I see this phenomenon so often in the realm of fintech. Everyone wants to revolutionize the future of finances and use money as a medium to uplift and empower communities. I believe in this, too. However, I also think that changing the front end of economic interactions is vastly insufficient. So what if we all carry crypto wallets instead of hard cash? Inequality persists even under the guise of a much cooler UI. This is the danger for designers and entrepreneurs: changing how something looks, or the words we use to describe it, doesn’t change how it fundamentally operates.
“Sometimes I wonder whether these various forms of giving back have become to our era what the papal indulgence was in the middle ages, a relatively inexpensive way of getting oneself seemingly in the right side of justice without having to alter the fundamental of a long life.” Anand Giridharadas
Hitting Home
“We don’t acknowledge the complexity of our darkness,” says Giridharadas.
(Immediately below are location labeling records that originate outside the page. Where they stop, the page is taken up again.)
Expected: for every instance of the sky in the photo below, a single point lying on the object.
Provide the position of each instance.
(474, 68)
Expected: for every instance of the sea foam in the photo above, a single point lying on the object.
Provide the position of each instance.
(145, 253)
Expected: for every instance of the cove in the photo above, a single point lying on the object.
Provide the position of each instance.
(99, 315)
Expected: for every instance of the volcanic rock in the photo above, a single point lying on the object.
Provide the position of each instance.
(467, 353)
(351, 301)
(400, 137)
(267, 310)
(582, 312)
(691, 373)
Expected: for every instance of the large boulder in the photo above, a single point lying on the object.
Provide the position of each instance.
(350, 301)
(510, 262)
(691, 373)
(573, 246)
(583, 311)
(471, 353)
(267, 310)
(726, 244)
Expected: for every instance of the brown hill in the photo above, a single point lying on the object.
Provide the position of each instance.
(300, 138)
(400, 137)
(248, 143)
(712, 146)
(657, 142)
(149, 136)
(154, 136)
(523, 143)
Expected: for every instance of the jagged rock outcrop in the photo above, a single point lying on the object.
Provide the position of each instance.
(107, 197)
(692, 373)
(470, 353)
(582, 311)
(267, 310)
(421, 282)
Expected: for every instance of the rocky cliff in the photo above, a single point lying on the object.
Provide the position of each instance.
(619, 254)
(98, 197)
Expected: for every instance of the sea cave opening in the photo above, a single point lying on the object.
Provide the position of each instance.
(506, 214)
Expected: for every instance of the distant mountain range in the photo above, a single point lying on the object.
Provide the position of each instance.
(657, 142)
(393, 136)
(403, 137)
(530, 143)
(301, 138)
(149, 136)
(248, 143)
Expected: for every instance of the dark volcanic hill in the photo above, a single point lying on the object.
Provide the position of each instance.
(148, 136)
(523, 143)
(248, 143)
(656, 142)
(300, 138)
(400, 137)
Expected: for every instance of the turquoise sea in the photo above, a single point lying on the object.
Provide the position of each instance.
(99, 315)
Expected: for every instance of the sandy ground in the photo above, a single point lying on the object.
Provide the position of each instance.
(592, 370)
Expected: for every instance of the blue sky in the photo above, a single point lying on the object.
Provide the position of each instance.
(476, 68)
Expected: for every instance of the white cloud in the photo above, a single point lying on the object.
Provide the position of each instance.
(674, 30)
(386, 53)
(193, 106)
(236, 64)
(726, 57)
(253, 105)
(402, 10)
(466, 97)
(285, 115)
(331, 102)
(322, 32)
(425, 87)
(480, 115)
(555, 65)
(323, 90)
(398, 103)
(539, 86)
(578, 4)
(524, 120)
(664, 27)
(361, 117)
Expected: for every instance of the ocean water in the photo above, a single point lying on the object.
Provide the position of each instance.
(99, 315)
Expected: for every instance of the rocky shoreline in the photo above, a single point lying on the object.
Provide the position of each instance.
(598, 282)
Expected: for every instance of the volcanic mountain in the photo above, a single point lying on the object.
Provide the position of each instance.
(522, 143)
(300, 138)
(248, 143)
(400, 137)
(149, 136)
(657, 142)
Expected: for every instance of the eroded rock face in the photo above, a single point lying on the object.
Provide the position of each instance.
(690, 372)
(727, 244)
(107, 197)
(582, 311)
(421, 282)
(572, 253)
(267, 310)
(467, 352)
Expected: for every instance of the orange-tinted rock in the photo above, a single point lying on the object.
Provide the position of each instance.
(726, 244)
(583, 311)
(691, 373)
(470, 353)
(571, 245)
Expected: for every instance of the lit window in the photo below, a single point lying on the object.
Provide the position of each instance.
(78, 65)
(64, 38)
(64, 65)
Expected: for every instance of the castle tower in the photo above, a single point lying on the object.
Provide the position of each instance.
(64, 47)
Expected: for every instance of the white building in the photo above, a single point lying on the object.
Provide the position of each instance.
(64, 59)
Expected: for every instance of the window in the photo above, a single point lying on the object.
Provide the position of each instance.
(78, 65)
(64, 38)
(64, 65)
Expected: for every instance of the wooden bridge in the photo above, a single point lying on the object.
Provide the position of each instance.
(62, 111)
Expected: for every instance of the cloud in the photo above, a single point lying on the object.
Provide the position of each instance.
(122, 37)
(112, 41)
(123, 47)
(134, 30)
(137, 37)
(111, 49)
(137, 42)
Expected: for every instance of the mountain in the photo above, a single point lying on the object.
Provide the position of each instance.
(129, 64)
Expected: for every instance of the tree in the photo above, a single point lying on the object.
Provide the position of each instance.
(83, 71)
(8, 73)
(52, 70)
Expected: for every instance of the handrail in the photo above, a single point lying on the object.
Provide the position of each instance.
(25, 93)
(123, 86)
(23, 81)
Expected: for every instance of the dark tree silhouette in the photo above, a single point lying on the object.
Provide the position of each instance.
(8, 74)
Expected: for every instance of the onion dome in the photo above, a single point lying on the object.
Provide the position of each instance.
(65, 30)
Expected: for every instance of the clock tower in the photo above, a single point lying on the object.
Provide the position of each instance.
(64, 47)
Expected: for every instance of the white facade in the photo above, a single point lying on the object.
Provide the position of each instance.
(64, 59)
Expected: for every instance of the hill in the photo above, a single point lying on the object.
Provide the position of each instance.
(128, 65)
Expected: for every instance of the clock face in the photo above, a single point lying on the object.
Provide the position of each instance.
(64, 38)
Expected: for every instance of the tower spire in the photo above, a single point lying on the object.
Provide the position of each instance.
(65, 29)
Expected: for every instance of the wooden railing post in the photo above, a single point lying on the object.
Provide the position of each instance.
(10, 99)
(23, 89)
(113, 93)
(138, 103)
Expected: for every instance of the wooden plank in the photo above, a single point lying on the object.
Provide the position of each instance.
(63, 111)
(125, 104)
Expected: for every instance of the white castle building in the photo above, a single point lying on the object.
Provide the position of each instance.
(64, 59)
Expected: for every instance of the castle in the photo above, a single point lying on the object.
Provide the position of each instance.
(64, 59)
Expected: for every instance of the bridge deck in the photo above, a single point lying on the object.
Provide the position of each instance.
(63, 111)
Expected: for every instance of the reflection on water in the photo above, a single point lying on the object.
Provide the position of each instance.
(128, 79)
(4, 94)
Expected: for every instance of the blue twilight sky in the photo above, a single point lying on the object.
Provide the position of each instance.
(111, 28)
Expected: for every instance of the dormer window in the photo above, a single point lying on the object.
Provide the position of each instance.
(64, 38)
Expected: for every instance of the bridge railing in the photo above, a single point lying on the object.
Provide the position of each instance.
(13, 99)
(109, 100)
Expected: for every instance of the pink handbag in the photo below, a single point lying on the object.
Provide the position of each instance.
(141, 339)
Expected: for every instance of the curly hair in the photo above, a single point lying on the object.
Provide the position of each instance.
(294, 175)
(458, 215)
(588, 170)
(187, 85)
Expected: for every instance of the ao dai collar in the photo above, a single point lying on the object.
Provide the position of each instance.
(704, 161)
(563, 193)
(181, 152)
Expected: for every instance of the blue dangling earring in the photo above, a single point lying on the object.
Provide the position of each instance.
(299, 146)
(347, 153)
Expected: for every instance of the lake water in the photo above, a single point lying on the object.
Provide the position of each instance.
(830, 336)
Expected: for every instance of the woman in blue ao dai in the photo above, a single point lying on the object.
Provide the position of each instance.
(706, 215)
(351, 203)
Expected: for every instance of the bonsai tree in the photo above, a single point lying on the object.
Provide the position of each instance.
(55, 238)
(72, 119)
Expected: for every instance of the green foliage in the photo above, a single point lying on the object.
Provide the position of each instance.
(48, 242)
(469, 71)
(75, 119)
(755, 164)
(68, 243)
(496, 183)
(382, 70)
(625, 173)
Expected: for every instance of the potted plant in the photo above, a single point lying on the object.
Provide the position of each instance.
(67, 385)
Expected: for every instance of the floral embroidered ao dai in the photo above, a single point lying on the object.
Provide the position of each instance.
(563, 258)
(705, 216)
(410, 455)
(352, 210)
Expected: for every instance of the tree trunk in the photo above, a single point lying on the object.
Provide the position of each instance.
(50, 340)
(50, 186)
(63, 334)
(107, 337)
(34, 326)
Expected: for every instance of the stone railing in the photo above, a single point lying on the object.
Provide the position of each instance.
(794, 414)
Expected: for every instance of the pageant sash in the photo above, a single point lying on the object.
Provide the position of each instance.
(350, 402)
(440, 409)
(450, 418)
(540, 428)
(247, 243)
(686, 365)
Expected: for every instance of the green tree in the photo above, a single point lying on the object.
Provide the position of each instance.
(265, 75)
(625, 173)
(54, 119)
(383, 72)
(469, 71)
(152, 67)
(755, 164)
How painful to discover the truth of this! Just because I travel the world and gain a global perspective on the world’s problems does not lessen the hurt I inflict on my environment.
I am slowly awakening to the risk of too much positivity and self-belief. I find it ironic that my generation suffers a great deal from mental health issues, yet at the same time, at every turn, we’re suffocated with affirmation that we’re the answer to the world’s problems. In the circles that I operate in, the sentiment is almost nauseating. As long as you fit a certain type (young, educated, privileged), you gain an automatic exemption from more rigorous scrutiny. My biggest disappointment with my circumstances is that I don’t get morally challenged nearly enough, and because I am constrained by moving from place to place on a constant basis, I’m never called to any long-term action towards justice.
We cannot rely on economic language as a useful guide for how we should live together. It will leave us morally bankrupt. Giridharadas points out that “one of the surest ways to allow even well-meaning people to uphold an unjust system is through culture and vocabulary.” The language of money has become the guide we use to shape the kind of world we want to live in. At a macro level, the emphasis on job creation and real growth is shadowed by interest rates, the debt-to-GDP ratio and economic output. At an individual and community level, we measure our state of wellbeing by how much money we have in our bank account and our ability to accumulate — and express — material wealth. Our entire relationship with money is narrow, unhealthy, and fear-based. Perhaps if we shifted our focus from giving more to taking less, we’d relinquish the need to hoard, keep score and check our moral balance.